- Coordinates: 33°24′S 116°06′E﻿ / ﻿33.40°S 116.10°E
- Country: Australia
- State: Western Australia
- LGA: Shire of Collie;
- Location: 162 km (101 mi) from Perth; 44 km (27 mi) from Bunbury; 7 km (4.3 mi) from Collie;

Government
- • State electorate: Collie-Preston;
- • Federal division: O'Connor;

Area
- • Total: 74.3 km^{2} (28.7 sq mi)

Population
- • Total: 53 (SAL 2021)
- Postcode: 6225
Localities around Mungalup
| Wellington Forest | Allanson | Collie |
| Wellington Forest | Mungalup | Preston Settlement |
| Wellington Forest | Yabberup | Lyalls Mill |

= Mungalup, Western Australia =

Locality in the Shire of Collie, Western Australia

Mungalup is a rural town and locality of the Shire of Collie in the South West region of Western Australia.

The town of Mungalup is located within the eastern part of the locality and in a state forest, with a reserve in this state forest being used to cut sleepers for the railway lines in the early 1900s. Sleepers were transported by tram line to Collie and the local sleeper cutters lived in basic huts in the area. The area was surveyed and gazetted in 1906, with a number of names suggested for the new townsite, among them Lucknow, used locally, and Hearnshawville, after a local politician.

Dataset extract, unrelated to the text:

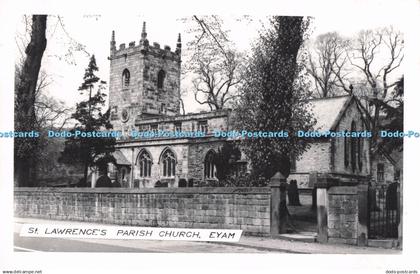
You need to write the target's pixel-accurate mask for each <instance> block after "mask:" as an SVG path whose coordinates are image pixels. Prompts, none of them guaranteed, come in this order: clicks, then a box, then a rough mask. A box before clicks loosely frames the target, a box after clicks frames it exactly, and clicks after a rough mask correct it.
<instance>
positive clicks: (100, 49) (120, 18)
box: [17, 13, 401, 112]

Eventually, the name Mungalupp, of unknown origin, was chosen, and was changed to Mungalup in 1925.

Mungalup is located on the traditional land of the Kaniyang and Wiilman people of the Noongar nation.

Mungalup is the location of Mungalup Dam, opened in November 1934 by the Deputy Premier of Western Australia, Alick McCallum, as a water supply for Collie.